C’est comme une malédiction, Monsieur le Président.
En un demi-siècle, l’Amérique a changé de couleurs. Rosa Park a triomphé. Vous êtes là : Premier Noir élu président des Etats-Unis.
Après un demi-siècle, l’Afrique n’a toujours pas changé de pouvoir. Eux, ils sont toujours là.
La ségrégation raciale a abdiqué, mais pas les oligarchies d’Afrique.
Oui, c’est comme une malédiction. Songez, Monsieur le Président,  qu’à votre naissance, en 1961, l’actuel président algérien Abdelaziz Bouteflika était déjà capitaine de l’Armée, chargé de fomenter le premier coup d’Etat de la future Algérie indépendante ; songez que deux ans plus tard, l’année du discours du révérend Martin Luther King, « I have a dream », M. Bouteflika était déjà ministre des Affaires étrangères,
Vous aviez 2 ans
M. Bouteflika en avait 26.
Songez qu’au rétablissement des droits des noirs, lors du « Civil Rights Act » et du « Voting Rights Act » sous la présidence de Lyndon B. Johnson, l’actuel président Bouteflika avait déjà provoqué son deuxième coup d’état contre Ahmed Ben Bella.
Vous aviez 4 ans.
M. Bouteflika en avait 28
Et songez qu’à votre  investiture pour le Sénat, en 2004, il venait de réussir son troisième putsch contre son adversaire aux présidentielles, et qu’à votre victoire contre Mac Cain, le 4 novembre 2008, l’actuel président Bouteflika viola la Constitution pour rester au pouvoir.   
Vous aviez 47 ans.
Premier Noir élu président des Etats-Unis.
Abdelaziz Bouteflika en avait 72.
Troisième dictateur le mieux élu dans le monde, juste derrière Teodoro Obiang Nguema Mbasogo, (Guinée Equatoriale) et  Noursoultan Nazarbaïev (Kazakhstan), mais devant Robert Mugabe (Zimbabwe) et Omar Hassan el-Béchir du Soudan.
Depuis, j’entends parfois mon compatriote se confier à la mer : « I have a dream… »
Si vous recevez M. Bouteflika, vous briserez ce rêve.
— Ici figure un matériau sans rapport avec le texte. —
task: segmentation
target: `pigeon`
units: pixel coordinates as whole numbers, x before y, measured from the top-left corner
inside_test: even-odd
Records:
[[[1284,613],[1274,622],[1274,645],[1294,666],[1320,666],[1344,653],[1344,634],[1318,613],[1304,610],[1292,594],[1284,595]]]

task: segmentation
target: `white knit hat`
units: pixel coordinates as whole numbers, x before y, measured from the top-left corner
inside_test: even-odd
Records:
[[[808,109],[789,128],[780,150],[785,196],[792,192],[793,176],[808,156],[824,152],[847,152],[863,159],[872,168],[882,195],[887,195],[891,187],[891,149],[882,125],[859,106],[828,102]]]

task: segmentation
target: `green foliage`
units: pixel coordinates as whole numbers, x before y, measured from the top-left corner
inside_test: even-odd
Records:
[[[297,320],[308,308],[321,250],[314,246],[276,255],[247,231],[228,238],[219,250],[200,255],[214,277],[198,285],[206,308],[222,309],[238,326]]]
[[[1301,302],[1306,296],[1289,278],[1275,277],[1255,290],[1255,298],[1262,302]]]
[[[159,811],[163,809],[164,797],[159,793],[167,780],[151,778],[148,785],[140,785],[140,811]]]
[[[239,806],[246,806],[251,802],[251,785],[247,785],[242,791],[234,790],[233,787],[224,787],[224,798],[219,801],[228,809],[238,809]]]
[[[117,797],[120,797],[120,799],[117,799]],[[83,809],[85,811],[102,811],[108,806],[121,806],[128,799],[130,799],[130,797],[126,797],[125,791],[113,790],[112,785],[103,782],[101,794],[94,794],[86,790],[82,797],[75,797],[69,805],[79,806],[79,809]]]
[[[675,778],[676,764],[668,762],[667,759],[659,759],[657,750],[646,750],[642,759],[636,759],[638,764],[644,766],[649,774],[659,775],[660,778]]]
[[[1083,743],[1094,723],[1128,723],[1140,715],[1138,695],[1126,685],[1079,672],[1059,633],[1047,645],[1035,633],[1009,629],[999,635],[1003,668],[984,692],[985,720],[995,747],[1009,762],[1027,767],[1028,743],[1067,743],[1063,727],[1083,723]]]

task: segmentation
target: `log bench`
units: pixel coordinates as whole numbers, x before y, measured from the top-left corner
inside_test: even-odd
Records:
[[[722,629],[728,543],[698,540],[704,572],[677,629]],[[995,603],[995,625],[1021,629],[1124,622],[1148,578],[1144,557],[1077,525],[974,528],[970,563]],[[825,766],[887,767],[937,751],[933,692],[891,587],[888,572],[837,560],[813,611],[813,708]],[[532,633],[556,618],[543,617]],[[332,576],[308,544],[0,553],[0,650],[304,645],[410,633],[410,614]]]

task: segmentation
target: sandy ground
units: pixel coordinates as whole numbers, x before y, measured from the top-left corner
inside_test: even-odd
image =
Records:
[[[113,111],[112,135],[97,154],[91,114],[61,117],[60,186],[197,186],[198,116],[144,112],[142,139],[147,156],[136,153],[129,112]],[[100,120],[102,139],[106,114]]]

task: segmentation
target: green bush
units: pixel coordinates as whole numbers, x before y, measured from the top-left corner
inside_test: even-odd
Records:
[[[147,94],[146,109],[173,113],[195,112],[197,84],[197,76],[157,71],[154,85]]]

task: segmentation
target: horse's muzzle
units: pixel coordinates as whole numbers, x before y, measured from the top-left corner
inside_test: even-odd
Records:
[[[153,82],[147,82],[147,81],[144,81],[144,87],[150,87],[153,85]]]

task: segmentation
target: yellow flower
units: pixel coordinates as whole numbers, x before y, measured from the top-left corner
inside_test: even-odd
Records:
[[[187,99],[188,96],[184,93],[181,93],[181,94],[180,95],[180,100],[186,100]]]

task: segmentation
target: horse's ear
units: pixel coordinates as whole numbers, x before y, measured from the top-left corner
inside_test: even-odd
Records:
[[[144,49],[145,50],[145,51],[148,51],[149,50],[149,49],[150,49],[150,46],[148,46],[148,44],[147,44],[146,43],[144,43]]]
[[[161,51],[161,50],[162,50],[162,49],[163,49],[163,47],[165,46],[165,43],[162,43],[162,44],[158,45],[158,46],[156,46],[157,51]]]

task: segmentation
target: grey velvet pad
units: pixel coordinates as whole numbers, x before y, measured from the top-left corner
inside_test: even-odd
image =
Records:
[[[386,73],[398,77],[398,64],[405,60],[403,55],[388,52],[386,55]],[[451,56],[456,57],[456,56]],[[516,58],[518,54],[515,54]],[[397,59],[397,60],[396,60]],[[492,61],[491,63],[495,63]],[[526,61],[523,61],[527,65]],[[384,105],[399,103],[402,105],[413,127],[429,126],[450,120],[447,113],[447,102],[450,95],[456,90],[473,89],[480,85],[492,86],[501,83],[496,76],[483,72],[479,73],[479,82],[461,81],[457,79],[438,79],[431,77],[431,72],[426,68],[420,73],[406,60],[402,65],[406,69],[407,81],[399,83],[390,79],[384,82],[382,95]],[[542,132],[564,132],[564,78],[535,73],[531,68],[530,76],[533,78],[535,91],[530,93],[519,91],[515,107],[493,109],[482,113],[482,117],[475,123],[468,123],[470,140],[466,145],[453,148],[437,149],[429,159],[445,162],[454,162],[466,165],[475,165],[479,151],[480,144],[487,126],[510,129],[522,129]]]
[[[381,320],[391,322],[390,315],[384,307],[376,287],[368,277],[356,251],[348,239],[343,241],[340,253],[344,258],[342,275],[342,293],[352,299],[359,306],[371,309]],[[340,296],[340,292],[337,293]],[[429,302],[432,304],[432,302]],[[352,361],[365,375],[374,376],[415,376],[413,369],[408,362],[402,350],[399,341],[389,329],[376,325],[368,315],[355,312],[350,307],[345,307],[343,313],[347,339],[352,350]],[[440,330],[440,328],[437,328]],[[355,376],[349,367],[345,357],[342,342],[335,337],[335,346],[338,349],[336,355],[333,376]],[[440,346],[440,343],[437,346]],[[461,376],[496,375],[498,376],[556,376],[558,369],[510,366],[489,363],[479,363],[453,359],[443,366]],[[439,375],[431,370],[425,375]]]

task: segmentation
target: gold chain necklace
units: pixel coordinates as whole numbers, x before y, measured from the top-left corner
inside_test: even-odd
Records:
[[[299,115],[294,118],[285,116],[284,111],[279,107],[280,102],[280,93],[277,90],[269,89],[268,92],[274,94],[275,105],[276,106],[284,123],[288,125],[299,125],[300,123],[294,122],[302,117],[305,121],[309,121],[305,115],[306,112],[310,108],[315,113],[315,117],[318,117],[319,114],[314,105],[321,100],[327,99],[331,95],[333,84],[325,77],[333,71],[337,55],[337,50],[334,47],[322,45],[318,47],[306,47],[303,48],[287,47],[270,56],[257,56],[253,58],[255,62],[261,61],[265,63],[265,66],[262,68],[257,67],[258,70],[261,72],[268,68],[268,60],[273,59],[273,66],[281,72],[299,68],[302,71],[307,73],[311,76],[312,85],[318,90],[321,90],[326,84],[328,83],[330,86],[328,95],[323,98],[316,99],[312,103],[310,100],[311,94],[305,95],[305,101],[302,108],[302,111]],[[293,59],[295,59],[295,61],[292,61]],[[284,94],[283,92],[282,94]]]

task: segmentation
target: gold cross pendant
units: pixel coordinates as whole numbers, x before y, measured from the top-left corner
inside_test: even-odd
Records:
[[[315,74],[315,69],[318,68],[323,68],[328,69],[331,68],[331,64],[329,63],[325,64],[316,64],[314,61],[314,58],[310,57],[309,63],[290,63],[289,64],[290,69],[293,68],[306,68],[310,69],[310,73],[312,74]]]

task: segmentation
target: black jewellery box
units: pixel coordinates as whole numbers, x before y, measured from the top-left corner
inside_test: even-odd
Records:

Si vous recevez ces autocrates, Monsieur le Président, vous les laverez de leurs péchés et ils vivront cinquante autres années de votre absolution.
Vous ferez pleurer nos Rosa Parks, Mandela et Lumumba.
Ecoutez plutôt l’Africain qui rêve et qui se bat.
Vous le savez, aujourd’hui, monsieur le Président : on ne peut rien contre un homme qui rêve et qui se bat.
Lui seul saura vous raconter l’avenir.
Cet homme existe, monsieur le Président. Il est vivant. Il est dans les geôles des potentats, parfois en exil, souvent traqué, ignoré, mais vivant. Il représente les sociétés civiles de l’Afrique muette.
Ecoutez-le, monsieur le Président.
Lui seul saura célébrer l’anniversaire des indépendances africaines.
Je vous prie de croire, monsieur le Président, à ma plus haute considération.

Mohamed Benchicou

Cette lettre est arrivée au bureau du président Obama, par le canal diplomatique.

Commentaires

  • Plus un symbole qu'un président à mes yeux, il incarne le renouveau, un symbole de lutte contre les discriminations. Or c'est tout à fait dans ce sens qu'il a été nommé prix nobel de la paix ... Cependant j'attends toujours des choses plus concrètes de sa part.